- Born: 1960
- Died: April 16, 2012 (aged 51) Toronto, Ontario
- Resting place: Mount Sinai Memorial Park
- Known for: Sports journalist
- Spouse: Mary Hynes
- Children: Ella

= Randy Starkman =

Canadian sportswriter

Randy Starkman (1960 - April 16, 2012) was a Canadian sports journalist who reported on amateur sports and athletes for the Toronto Star newspaper. He was twice awarded a National Newspaper Award, first in 1993 for his reportage of Ben Johnson's second positive test for steroids, and in 1994 for a series on concussions suffered by hockey players. Starkman authored the book Let the Games Begin in 1994, and co-authored books with Eric Lindros and Currie Chapman. At the time of his death, he was working with Olympic athlete Clara Hughes on another book. Starkman died at age 51 on April 16, 2012, after a brief illness.

==Career==
Born in 1960, Starkman began his career as a journalist working part-time for United Press Canada (UPC) while he attended Ryerson Polytechnical Institute in Toronto, Canada. He left Ryerson when UPC offered him a full-time position. He was assigned to cover the amateur sports circuit, stationed in Europe as part of UPC's Athlete Information Bureau from 1984 to 1988. It was during this posting to Europe that Starkman met his future wife, Mary Hynes, who was also working as an amateur sports journalist at that time.

In 1988, Starkman joined the sports staff of the Toronto Star, with a focus on amateur and Olympic sports. In 1993, he won the first of two National Newspaper Awards, for his article revealing that disgraced Canadian Olympic sprinter Ben Johnson had tested positive again for performance-enhancing drugs. He won his second National Newspaper Award the following year for his series on concussion injuries in hockey. He turned down opportunities to cover major Toronto sports teams, instead electing to focus on Olympic and amateur sport. During the course of his career, Starkman covered 12 Olympic games. Fellow Star journalist Rosie DiManno wrote that Starkman's reputation amongst Canadian athletes was such that during the media scrums that followed international competitions, athletes would always stop where Starkman stood waiting, and "would actually scan the throng looking for his swarthy face." His fellow journalists came to rely on his extensive knowledge about amateur sports and athletes, and peer John MacKinnon referred to him as "the gold standard for amateur sport reportage." At the same time, he gained the respect of amateur sports administrations.

Further recognition of Starkman's journalistic talents came in 2010 from Sports Media Canada, the Canadian branch of the Association Internationale de la Presse Sportive, for breaking the story that South Korean figure skater Yuna Kim had fired her coach Brian Orser. He also received the 2012 Sports Journalist award from the Toronto Sports Council.

Starkman worked with former Canadian Women's Ski Team coach Currie Chapman to write On the Edge, a history of the team under Chapman's leadership; the book was released prior to the 1988 Olympics. In 1991, he co-authored Fire and Ice with National Hockey League star Eric Lindros. He went on to write Let the Games Begin!, released prior to the 1994 Olympics, which was aimed at young readers. At the time of his death, he was working with Olympian Clara Hughes in preparation for writing a book about her athletic career.

In July 2012, the Canadian Olympic Committee honoured Starkman's journalistic contributions to Canadian amateur sport by naming their London 2012 Olympics media room the Randy Starkman Press Room. The 2015 Pan American Games organizers announced on July 2, 2015, that the press centre for the games, held in Starkman's home town of Toronto, Canada, would be named the Randy Starkman Media Centre.

==Personal life==
Starkman was married to fellow journalist Mary Hynes. They have one daughter, Ella.

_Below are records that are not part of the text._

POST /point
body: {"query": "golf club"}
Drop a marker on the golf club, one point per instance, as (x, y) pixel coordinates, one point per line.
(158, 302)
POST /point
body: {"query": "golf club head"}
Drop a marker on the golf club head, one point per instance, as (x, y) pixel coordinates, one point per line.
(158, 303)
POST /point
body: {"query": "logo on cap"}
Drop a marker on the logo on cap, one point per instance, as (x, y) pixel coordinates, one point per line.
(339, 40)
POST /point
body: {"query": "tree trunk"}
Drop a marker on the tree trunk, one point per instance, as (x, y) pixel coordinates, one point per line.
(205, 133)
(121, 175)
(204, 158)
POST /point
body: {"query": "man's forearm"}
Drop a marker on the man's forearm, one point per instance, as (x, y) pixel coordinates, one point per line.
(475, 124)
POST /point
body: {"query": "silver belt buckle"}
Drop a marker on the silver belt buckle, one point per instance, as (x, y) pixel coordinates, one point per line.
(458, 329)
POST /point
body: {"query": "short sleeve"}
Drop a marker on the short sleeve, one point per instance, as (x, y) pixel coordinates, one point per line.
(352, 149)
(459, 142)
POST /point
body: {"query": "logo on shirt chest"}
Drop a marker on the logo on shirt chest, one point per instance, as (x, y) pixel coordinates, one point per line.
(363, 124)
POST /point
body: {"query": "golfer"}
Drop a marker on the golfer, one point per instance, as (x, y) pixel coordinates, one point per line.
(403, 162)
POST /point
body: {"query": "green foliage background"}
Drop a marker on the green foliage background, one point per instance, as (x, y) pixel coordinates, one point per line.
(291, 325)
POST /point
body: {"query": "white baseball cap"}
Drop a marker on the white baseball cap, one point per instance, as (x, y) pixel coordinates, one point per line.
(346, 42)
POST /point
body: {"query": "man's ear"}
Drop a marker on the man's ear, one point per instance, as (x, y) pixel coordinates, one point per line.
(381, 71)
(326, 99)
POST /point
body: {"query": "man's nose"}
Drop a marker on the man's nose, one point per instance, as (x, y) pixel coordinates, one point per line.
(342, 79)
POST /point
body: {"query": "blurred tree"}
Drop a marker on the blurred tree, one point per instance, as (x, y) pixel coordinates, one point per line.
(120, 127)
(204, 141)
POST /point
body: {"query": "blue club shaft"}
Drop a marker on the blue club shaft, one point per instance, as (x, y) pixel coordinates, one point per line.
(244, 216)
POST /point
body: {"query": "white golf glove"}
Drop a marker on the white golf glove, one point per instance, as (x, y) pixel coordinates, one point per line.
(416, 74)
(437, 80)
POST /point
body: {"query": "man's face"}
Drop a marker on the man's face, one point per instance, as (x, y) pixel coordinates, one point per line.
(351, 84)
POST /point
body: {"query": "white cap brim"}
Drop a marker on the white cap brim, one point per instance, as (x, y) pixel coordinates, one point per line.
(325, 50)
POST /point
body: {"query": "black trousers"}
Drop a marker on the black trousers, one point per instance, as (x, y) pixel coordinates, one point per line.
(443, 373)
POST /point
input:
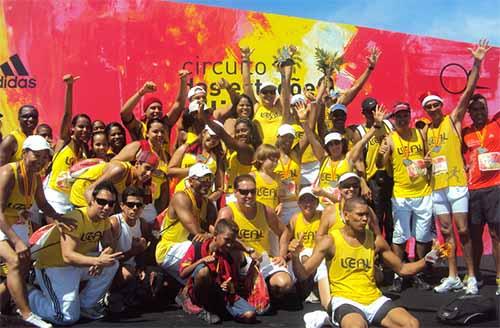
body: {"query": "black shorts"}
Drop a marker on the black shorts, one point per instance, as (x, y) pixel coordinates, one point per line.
(484, 206)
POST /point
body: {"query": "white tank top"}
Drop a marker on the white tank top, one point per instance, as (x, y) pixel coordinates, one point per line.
(125, 236)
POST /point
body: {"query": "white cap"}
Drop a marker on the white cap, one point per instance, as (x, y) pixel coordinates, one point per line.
(286, 129)
(267, 85)
(307, 191)
(199, 170)
(210, 131)
(297, 99)
(332, 136)
(336, 107)
(36, 143)
(346, 176)
(196, 90)
(195, 105)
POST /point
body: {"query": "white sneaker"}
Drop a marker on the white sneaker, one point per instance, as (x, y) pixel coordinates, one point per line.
(449, 284)
(471, 287)
(37, 321)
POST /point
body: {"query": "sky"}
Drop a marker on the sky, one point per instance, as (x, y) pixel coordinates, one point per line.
(459, 20)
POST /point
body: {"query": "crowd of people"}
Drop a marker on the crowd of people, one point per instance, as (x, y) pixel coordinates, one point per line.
(270, 201)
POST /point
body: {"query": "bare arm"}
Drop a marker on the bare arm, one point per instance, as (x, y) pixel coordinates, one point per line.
(347, 97)
(180, 101)
(478, 54)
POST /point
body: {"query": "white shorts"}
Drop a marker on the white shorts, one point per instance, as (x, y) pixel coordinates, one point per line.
(20, 229)
(309, 172)
(451, 200)
(173, 258)
(412, 218)
(321, 271)
(288, 210)
(369, 310)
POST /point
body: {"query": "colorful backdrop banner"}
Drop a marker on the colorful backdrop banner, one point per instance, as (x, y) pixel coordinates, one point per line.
(116, 46)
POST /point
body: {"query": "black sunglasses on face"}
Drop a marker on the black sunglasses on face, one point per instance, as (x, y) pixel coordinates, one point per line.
(104, 202)
(134, 204)
(245, 192)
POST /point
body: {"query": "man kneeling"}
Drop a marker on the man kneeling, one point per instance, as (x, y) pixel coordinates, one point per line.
(61, 267)
(213, 276)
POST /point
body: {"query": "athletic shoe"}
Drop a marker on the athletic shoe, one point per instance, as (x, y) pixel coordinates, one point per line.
(312, 298)
(420, 283)
(471, 287)
(208, 317)
(184, 301)
(93, 313)
(36, 321)
(397, 285)
(449, 284)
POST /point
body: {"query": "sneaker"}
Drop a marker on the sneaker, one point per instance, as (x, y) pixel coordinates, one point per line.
(471, 286)
(449, 284)
(312, 298)
(93, 313)
(397, 285)
(420, 283)
(208, 317)
(37, 321)
(184, 301)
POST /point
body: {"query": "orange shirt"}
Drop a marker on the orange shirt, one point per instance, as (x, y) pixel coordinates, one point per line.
(483, 149)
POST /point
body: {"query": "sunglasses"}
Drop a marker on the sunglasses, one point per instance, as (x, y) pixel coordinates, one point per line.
(349, 186)
(245, 192)
(134, 204)
(433, 105)
(104, 202)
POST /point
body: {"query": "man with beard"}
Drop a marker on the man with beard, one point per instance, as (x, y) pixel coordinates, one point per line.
(483, 159)
(188, 216)
(11, 146)
(405, 150)
(256, 222)
(61, 266)
(450, 194)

Following an assignment covering a swim meet in Montreal in April 2012, Starkman became ill and was admitted to hospital in Toronto. He died of pneumonia-related causes on April 16, 2012.

==Bibliography==
- On the Edge. Currie Chapman and Randy Starkman. McGraw Hill Ryerson. 1988.
- Fire and Ice. Eric Lindros with Randy Starkman. HarperCollins. 1991.
- Let the Games Begin!. Randy Starkman. Scholastic. 1994.